This sequence is present at OEIS A171503.
There, Jacob Siehler explains how this sequence correspond to the number of matrices with determinant one and how this number grows as we allow to vary in the set $\{0,1,...,n\}$ of available labels. Its first few terms are: $$3,7,15,23,39,47,71,87,111,127,...$$
There the recursion in the title is told.
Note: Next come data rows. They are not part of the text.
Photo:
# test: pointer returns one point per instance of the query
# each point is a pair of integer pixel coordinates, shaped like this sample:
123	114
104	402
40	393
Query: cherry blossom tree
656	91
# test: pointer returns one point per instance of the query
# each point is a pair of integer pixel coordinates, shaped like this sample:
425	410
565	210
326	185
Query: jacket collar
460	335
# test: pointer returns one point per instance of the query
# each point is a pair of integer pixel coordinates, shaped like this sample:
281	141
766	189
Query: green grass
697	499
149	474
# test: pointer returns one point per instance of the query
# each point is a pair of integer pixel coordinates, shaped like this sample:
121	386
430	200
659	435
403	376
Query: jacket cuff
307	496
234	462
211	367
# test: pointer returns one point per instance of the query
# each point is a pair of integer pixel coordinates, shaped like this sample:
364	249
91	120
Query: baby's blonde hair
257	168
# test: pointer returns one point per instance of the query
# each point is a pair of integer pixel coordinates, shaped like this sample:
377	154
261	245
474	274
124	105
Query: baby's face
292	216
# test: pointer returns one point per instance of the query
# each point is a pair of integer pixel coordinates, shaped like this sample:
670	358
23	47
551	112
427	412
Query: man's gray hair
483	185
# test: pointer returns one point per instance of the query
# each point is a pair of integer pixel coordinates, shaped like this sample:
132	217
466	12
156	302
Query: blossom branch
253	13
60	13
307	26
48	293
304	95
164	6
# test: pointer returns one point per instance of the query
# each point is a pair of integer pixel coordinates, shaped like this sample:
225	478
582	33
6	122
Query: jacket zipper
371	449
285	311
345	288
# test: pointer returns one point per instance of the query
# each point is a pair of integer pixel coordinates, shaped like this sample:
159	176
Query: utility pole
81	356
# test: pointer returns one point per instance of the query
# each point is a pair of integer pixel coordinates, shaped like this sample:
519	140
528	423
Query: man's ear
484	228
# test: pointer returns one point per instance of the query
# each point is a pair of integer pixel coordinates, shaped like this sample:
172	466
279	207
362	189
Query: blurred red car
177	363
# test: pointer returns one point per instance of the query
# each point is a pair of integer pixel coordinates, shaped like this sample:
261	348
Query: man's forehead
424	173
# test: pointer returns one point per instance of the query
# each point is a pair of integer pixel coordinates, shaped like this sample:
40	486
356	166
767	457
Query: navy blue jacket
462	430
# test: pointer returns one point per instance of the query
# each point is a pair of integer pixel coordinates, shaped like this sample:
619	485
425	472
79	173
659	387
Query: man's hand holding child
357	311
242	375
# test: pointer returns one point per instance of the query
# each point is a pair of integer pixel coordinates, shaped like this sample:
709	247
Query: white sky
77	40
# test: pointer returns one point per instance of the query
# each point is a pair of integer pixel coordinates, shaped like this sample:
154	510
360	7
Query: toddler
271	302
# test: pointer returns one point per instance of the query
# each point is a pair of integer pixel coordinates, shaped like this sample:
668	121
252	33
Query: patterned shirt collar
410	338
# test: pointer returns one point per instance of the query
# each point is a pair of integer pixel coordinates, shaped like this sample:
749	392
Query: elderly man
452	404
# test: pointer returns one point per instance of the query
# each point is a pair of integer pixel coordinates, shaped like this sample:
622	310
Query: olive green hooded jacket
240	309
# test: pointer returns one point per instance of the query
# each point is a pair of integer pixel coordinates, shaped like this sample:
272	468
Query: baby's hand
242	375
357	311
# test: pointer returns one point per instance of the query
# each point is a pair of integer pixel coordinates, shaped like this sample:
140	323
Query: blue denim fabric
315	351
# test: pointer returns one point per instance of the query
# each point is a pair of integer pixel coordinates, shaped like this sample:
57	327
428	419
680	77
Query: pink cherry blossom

Further, it is easy to verify that the sequence also counts the number of rational numbers within the labels $\{0,1,...,n\}$ varies:
\begin{eqnarray*} \{0,1\}&--& 0,\pm1/1\\ \\ \{0,1,2\}&--& 0,\pm1/1,\pm2,\pm1/2\\ \\ \{0,1,2,3\}&--& 0,\pm1/1,\pm2,\pm1/2,\\ &&\pm3,\pm1/3,\pm2/3,\pm3/2\\ \\ \{0,1,2,3,4\}&--& 0,\pm1/1,\pm2,\pm1/2,\pm3,\pm1/3,\pm2/3,\pm3/2,\\ &&\pm4,\pm1/4,\pm3/4,\pm4/3\\ \\ \{0,1,2,3,4,5\}&--& 0,\pm1/1,\pm2,\pm1/2,\pm3,\pm1/3,\pm2/3,\pm3/2,\pm4,\pm1/4,\pm3/4,\pm4/3,\\ &&\pm5,\pm1/5,\pm2/5,\pm3/5, \pm4/5,\pm5/2,\pm5/3,\pm5/4 \end{eqnarray*} Evindently we are using of the Eulerphi's function.
In sight of this, and with the aim of increasing the folklore, I am asking if in ours audience (MSE) someone else knows or had found others relations or connections with this interesant sequence.